Pan Shize, Song Congkuan, Meng Heng, Li Ning, Li Donghang, Hao Bo, Lu Zilong, Geng Qing
Department of Thoracic Surgery, Renmin Hospital of Wuhan University, Wuhan, China.
Front Pharmacol. 2022 Oct 3;13:934722. doi: 10.3389/fphar.2022.934722. eCollection 2022.
Cuproptosis is a novel and unique cell death mode that has attracted significant interest in recent years.

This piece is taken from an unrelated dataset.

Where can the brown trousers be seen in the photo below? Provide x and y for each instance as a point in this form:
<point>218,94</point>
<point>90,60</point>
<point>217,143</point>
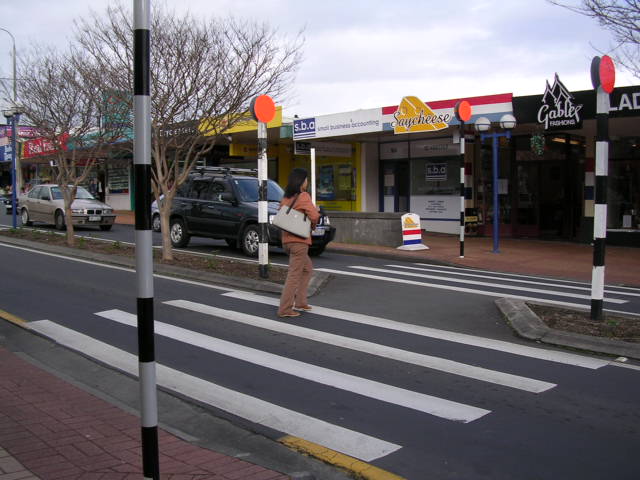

Little is currently known about whether cuproptosis-related genes (CRGs) are associated with the pathophysiology and survival of patients with lung adenocarcinoma (LUAD). The present study sought to characterize the transcriptional and genetic alteration of CRGs in LUAD and its potential significance in the tumor microenvironment and predicting the prognosis of LUAD. The secondary eventual aim was to study the role of CRGs in predicting immunotherapy response and its clinical value combined with the TNM stage. We found that several CRGs, including FDX1, DLD, SLC31A1, and MTF1, were enriched in macrophages in our single-cell RNA-seq data. Three distinct molecular subtypes were identified and correlated with clinicopathological characteristics, prognosis, biological pathways, and tumor microenvironment (TME) in LUAD. We developed a cuproptosis-related gene score (CRG_score) and validated it in three independent cohorts and clinical subtypes. The low CRG_score group, characterized by a greater immune score, immunophenoscore (IPS), lower tumor immune dysfunction and exclusion (TIDE) score, and T-cell dysfunction score, had a better prognosis, suggesting that the low CRG_score group responded more favorably to immunotherapy, which was validated in the anti-PD-1/L1 immunotherapy cohort (IMvigor210). In contrast, the high CRG_score group was more sensitive to targeted therapy and chemotherapy, with a higher cancer stem cell (CSC) index and lower half-maximal inhibitory concentration (IC50) for many drugs. Given the established crosstalk between CRG_score and tumor TNM stage, we developed an accurate nomogram for clinical application of the CRG_score. Taken together, our rigorous and comprehensive examination of CRGs in LUAD identified their potential functions in TME, clinicopathological characteristics, drug sensitivity, and prognosis. These findings improve the current understanding of cuproptosis in LUAD, paving the way for more accurate prognosis assessment and tailored treatment for this patient population.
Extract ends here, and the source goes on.